The US likely to strike a ground-breaking deal by the middle of next year to sell the UAE a multibillion-dollar Lockheed Martin Corp missile defence system, Lockheed's chief executive said.
The so-called Theater High Altitude Area Defense is being sought by UAE as a bulwark against short-, medium- and intermediate-range ballistic missiles that could be fired by Iran. It would be first overseas sale of the system and could be worth as much as $7 billion, the Pentagon's Defense Security Cooperation Agency has said.
The projected sale is "probably the most significant international order opportunity" among missile defense systems for now, Robert Stevens, Lockheed's chairman and chief executive told a webcast investors' conference.
He said he expects the government-to-government negotiations to wrap up in the first half of next year. "You should look for that as the next step in the international expansion of the missile defense portfolio," Stevens said.
The Pentagon's Missile Defense Agency, or MDA, has withheld from Lockheed a $419 million THAAD production contract because a part made by a subcontractor has yet to pass all qualification tests. Stevens was not asked about the holdup and did not discuss it.
The part in question, manufactured by Moog, is an "optical block switch" designed to prevent accidental missile launch.

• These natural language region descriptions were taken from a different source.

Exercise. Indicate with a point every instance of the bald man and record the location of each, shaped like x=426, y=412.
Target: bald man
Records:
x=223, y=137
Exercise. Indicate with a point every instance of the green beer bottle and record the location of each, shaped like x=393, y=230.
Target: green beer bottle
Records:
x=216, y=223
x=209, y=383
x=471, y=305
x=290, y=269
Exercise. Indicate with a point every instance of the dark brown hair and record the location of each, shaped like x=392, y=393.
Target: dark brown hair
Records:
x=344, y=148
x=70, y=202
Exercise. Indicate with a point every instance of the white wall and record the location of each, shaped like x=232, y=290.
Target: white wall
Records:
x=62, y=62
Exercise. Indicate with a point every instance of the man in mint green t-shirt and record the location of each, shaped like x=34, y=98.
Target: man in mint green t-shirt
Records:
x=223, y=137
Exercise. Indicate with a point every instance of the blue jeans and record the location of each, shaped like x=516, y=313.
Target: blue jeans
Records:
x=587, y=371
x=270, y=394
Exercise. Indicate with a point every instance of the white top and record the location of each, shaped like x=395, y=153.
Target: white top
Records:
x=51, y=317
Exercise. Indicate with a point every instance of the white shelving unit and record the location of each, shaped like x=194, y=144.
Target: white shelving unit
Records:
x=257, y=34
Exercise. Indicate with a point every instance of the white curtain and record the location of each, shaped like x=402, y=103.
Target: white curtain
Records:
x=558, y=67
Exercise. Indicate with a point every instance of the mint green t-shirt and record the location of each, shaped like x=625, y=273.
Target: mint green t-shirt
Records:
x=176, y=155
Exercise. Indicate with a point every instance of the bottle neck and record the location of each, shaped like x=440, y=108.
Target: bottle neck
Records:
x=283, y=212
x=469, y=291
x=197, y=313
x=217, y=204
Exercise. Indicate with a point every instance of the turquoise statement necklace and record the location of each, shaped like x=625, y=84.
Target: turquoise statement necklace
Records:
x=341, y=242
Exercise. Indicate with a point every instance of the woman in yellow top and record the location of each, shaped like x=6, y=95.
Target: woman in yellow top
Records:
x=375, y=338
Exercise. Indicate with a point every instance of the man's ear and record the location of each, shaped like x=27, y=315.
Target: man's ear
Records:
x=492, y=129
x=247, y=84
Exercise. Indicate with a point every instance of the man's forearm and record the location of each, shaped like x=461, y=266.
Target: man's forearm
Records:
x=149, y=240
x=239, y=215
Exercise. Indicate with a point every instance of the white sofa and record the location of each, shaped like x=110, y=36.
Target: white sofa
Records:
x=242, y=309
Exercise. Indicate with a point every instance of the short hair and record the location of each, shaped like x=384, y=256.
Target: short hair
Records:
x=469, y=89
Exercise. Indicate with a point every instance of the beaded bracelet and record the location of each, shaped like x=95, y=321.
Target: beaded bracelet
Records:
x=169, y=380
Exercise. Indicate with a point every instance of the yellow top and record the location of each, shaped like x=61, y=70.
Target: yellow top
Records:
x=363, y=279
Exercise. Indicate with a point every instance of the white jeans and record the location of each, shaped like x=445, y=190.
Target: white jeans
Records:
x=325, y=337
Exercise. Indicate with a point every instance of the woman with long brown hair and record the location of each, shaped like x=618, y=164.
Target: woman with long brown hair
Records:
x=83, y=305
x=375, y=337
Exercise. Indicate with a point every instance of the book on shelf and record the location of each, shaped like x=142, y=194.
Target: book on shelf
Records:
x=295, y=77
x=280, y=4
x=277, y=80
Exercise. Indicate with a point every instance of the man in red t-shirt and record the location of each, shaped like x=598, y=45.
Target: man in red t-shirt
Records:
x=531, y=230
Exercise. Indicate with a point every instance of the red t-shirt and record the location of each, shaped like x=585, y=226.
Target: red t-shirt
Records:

Army Lieutenant General Patrick O'Reilly, the MDA chief, said on August 17 that Lockheed, the Pentagon's No. 1 supplier by sales, had offered to assume liability for any stop-and-restart production line costs pending completion of the switch's qualification, expected in February.
Lockheed, the Thaad programme's prime contractor, said it was confident that it had a solution in place that would clear the way for a production go-ahead this month.